“And he said to them, ‘Why are you afraid, O you of little faith?’ Then he rose and rebuked the winds and the sea, and there was a great calm. And the men marveled, saying, ‘What sort of man is this, that even winds and sea obey him?’” Matthew 8:26-27
My dad is one of those people who always has great stories to tell. One of the stories he likes to tell is about a whitewater-canoeing trip he went on in college. The girl he was in a canoe with was pretty nervous about the fast-moving water, and quickly decided canoeing was not for her.
In one particularly rough stretch of water, the canoe tipped over. The girl was flailing around in the water, yelling for help. “Stand up!” my dad kept yelling. He went over to her and helped her stand up. The water was only about knee deep and she’d been flailing around for no reason. She could’ve just stood up the whole time!

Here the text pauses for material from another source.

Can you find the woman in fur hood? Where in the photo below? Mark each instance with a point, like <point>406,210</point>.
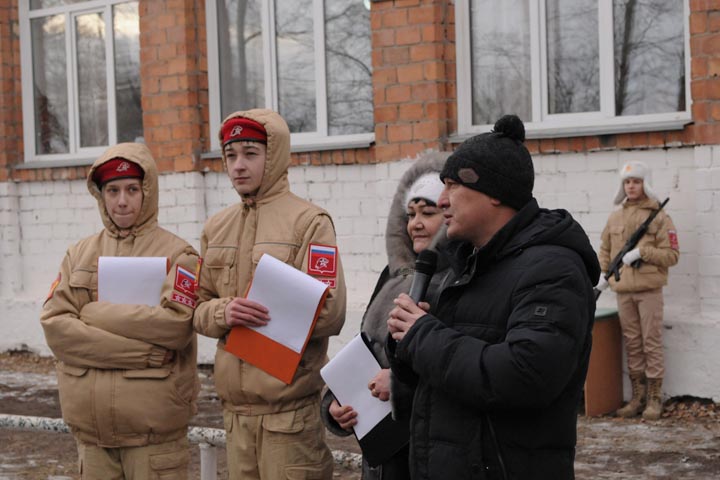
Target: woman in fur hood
<point>414,224</point>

That story reminds me so much of the one told here in Matthew 8. The disciples are out on a boat with Jesus and a storm, my Bible calls it a “furious storm,” starts up. The whole time this storm is raging on, Jesus is taking a nap. The disciples wake Him up and are freaking out.
They pretty much tell him, “Lord, are you going to let us drown? We’re going to die over here!” Then the craziest thing of all happens - Jesus tells the waves to be still and they are. The lake goes from churning storm to glassy water in an instant. The waves recognize Jesus, the Son of the Creator of the wind and the waves, the Man who is God. They recognize their Creator and are still.

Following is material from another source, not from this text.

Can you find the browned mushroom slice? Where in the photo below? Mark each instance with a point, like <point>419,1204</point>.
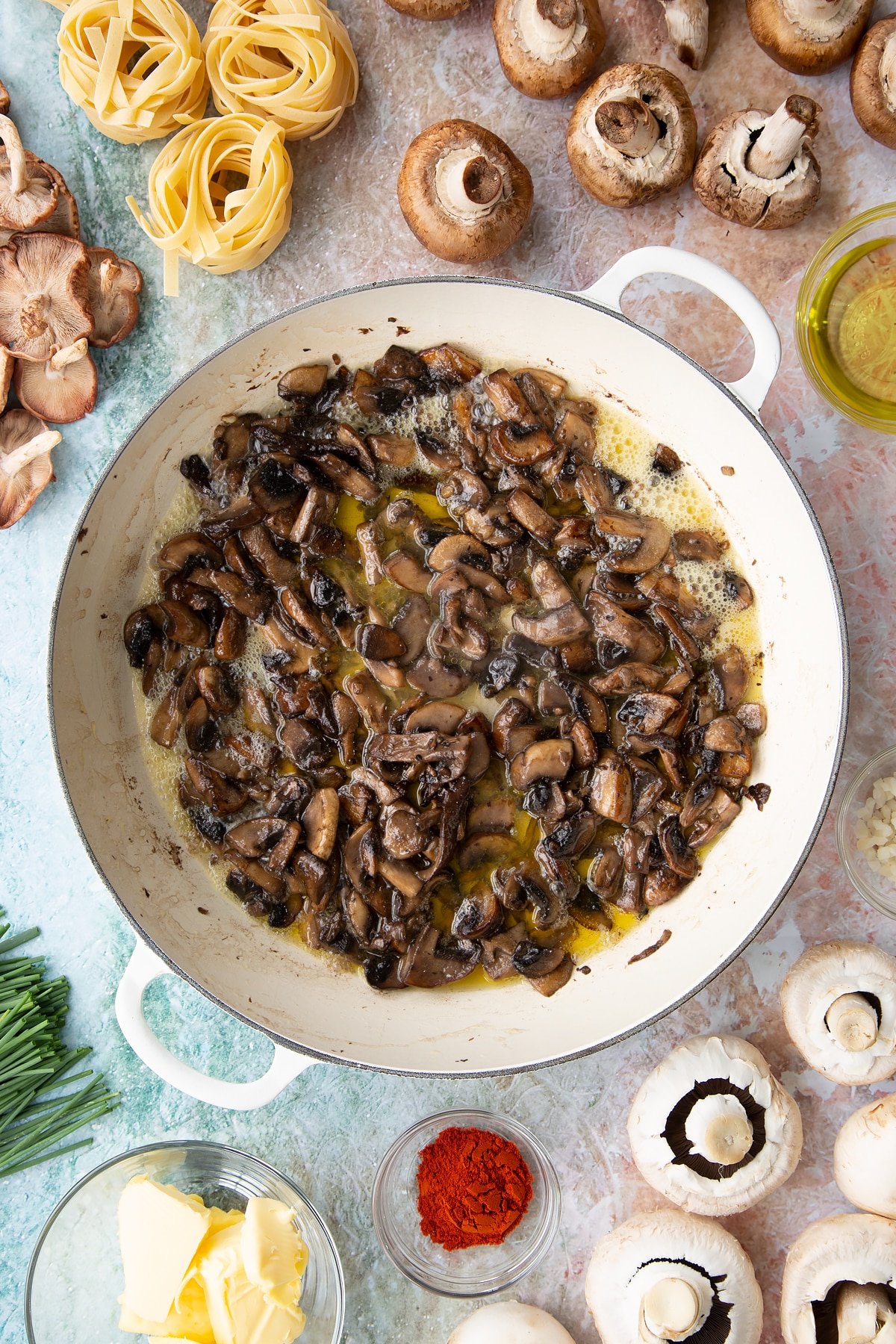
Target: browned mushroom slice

I’ve never been on a boat with Jesus when a storm comes, but I have had some times when I feel like I’m in that teeny, tiny little boat with Jesus, as the waves crash around us. Maybe it’s trouble with my friends or family. Maybe I bombed that test that’s super important. Maybe I’m struggling with comparison. Whatever the case may be, I feel like I’m in a storm that I have no control over. And that’s true, we don’t have control over the storms in our lives.
Like the girl in my dad’s story, like the disciples, my first instinct is often to flail around and to freak out because the waves look bigger than I can possibly deal with. What this story tells us about Jesus is that He is the firm foundation we can stand on even when things get crazy. He is the one who is present through our storms, who is available through our storms.
What if, instead of freaking out about the things that are going terribly, we plant our feet in the truth of who Jesus is. He’s the creator of the universe. Fully human and fully God. He knows storms. He knows us, and He loves us. Following Jesus means that through the storm, we can confidently stand in the promises of Christ. He made us, He loves us, and He will never let us drown.